Monday, November 01, 2010

Follow up: After inflation, stocks have earned you nothing.

Today I ran across the wonderfully succinct explanation as to why the stock market is a scam and should be avoided. It appears in the comments section of today's post by Jim Kunstler, entitled "Now What?"

The person making the comment was responding to someone who was using hyperbole to ridicule economic analysts who have predicted the DOW will go down to about 4000. While I think that would be a bit of an over-correction (according to several charts I have posted here for you to peruse, the current value of the DOW should be somewhere between 8500 and 5500), the basic sentiment is that the "value" of the DOW is not reflecting what the companies are worth or what their earnings can support. A previous commenter joked that Kunstler had been predicting the DOW would hit 4000 "since 1812." (Neat trick, if true.)

All the DJIA average is reflecting, IMHO, is how quickly the US Dollar is losing value. (But I've only been writing about this issue since 2005.)

And when you adjust for inflation, the fact is that the stock market has not earned anyone anything in over a decade, as this comment points out.

Nyc Labrets replied to comment from Donny-Don | November 1, 2010 11:27 AM

10 years ago, today, the Dow Jones Industrial Average on the NYSE, was floating near the 10,000 point mark.

The DJIA today is barely above that point.

Factor in inflation, and the 40% loss in value that the US Dollar has seen in global currency markets since the year 2000, and it is clear that the Dow Jones is *already* at the 4,000 point mark.

And has been.

For years.

Which means that Kunstler's long standing prediction, (from the year 1812), was not so much a 'prediction' as it is an expression of current reality.

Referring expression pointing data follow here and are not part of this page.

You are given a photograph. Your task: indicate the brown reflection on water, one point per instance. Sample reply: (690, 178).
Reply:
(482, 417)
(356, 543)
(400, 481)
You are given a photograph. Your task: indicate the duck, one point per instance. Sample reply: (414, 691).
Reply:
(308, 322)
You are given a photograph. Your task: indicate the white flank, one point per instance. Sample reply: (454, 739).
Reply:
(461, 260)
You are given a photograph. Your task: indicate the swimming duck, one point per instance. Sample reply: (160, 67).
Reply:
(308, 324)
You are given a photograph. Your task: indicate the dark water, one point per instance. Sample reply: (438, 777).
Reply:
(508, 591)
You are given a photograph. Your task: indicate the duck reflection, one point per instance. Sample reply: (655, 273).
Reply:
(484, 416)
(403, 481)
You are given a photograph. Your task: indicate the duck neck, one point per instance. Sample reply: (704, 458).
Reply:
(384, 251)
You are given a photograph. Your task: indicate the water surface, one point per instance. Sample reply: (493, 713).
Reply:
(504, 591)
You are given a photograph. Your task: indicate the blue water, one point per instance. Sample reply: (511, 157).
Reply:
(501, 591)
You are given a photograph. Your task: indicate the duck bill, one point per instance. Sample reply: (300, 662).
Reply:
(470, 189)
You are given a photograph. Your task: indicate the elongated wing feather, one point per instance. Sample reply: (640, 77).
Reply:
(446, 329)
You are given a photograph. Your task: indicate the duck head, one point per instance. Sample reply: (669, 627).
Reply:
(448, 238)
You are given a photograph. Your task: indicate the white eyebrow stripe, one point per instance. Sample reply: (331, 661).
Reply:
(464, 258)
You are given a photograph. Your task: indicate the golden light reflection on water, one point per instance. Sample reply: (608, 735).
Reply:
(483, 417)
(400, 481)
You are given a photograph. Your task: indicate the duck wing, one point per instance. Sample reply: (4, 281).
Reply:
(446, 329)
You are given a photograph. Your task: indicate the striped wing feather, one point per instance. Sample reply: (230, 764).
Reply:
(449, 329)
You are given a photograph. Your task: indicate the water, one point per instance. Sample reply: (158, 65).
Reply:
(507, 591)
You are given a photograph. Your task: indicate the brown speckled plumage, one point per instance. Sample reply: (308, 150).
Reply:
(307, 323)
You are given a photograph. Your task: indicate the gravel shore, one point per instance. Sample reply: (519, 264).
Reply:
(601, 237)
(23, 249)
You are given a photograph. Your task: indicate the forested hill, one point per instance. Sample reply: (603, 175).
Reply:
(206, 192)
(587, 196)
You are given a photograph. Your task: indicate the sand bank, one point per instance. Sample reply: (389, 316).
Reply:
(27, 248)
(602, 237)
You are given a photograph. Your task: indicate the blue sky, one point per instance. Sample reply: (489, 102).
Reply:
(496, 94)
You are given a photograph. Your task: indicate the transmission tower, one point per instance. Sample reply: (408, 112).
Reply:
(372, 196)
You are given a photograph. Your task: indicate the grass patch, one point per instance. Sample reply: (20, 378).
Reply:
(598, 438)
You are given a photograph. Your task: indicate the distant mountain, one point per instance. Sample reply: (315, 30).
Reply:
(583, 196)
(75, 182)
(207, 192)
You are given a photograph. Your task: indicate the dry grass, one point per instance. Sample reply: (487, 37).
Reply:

If you want to talk about the S&P 500, and its piddly 6.1% recent gain, since July 16th of this year, when it was all of a whopping 130 points higher than it is today...

Then fine, lets do that.

Today, as the US markets open, the S&P 500 is several *hundreds* of points *lower* than it was a decade ago.

Again, factor in a decade's worth of inflation, and the 40% loss in value that the US Dollar has seen since the year 2000, and it's clear that the S&P 500 is just as
---bleeped--- [insert expletive of your choice] as the DJIA is.

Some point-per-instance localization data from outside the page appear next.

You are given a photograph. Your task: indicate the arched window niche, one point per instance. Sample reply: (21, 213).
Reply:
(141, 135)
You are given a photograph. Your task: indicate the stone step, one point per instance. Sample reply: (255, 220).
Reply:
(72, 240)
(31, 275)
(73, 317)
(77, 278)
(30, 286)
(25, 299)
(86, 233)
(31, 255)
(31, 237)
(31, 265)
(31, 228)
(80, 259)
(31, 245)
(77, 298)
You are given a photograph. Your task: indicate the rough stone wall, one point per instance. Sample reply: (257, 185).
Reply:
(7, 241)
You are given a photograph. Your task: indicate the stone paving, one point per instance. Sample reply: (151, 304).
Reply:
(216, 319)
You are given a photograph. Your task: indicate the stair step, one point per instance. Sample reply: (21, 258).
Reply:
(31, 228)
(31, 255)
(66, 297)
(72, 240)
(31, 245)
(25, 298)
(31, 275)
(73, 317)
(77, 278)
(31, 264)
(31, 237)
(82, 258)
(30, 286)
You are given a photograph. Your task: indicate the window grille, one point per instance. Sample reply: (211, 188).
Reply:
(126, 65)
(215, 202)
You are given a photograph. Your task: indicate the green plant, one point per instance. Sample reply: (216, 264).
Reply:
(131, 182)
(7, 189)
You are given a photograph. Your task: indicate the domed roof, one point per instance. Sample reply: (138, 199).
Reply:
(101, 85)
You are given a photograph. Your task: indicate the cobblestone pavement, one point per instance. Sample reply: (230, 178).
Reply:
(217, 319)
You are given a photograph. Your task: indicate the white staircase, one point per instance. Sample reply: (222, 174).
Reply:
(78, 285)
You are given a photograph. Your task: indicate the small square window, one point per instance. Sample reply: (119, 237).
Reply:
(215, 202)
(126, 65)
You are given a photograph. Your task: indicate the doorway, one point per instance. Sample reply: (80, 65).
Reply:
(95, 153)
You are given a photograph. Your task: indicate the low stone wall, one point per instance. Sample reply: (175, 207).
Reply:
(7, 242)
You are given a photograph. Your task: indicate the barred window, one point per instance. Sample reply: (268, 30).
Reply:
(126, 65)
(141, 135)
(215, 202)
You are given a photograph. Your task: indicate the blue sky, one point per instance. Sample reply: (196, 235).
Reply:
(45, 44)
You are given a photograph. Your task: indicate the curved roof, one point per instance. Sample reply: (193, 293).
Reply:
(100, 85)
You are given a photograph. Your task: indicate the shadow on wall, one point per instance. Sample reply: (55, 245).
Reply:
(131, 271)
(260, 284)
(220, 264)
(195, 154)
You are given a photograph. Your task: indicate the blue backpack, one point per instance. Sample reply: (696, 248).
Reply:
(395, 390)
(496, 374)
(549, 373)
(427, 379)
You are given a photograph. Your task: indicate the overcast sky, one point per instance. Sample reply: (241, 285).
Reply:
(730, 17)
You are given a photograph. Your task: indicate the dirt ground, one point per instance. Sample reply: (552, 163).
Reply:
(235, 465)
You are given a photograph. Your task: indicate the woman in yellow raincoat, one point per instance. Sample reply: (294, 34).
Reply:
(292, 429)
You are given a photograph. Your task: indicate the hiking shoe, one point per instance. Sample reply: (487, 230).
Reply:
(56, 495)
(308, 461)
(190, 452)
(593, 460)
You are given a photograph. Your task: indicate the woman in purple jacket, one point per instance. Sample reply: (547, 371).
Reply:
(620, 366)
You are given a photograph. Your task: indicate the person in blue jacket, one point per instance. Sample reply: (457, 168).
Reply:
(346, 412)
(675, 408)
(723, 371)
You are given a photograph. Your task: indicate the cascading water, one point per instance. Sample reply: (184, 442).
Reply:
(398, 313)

Now, from the day that President Clinton left office, had the DJIA lived up to its much touted 'Historically the Dow, like clockwork, sees an annual gain rate of 10%', (that every single Press Release that the NYSE has ever published says the DJIA has done since Day One), then today it'd be closing in at the 30,000 point mark.

Instead of it currently being @ ⅔rds of that mark, where it pathetically languishes today.

Happy All Saint's Day.


Inflation, what we call it when our money becomes worth less than what it used to be worth, has been endemic in the Dollar, particularly since WWII. Look at this chart:



If you went shopping in 1800 and bought a basket of goods, and went shopping in 1940 and bought the exact same basket of goods, you paid nearly the same price as you would have in 1800. But since the war, and especially since the Dollar went off the gold standard, the prices of everything has shot through the roof. If you bought that same basket of stuff today as you might have in 1800 or 1940, you would pay over 500% more - and "scarcity" is not the issue. There are so many widgets and what-nots available today that they practically give them all away in discount bins just to get rid of them. Is it the cost of oil? That can only account for the last few years - until then, the price of oil had been held low for decades.



After the embargo of the 70s was over, prices fell back down to near what they had been pre-WWII. It is only very recently that oil has been the cause of rising prices.

So the gains in the stock market are an illusion - people think they have made money when in fact they have LESS purchasing power than they did before they bought the stocks, especially if they have been held longer than 10 years - and that's if a 2000 basket of goods would cost the same as a 2010 basket, which of course it doesn't. The 2010 basket of goods costs more - you have to pay more Dollars because the Dollars themselves are worth less, not because the goods in the basket have inherently become more valuable, are better quality, or are more scarce.

People just don't seem to realize this - so they keep buying stocks even though in absolute terms of purchasing power the value of the stocks is less. They are poorer than they were 10 years ago, when that same amount of money would have bought far more stuff. Remember this chart?



Not much has changed since this was made. Think about it.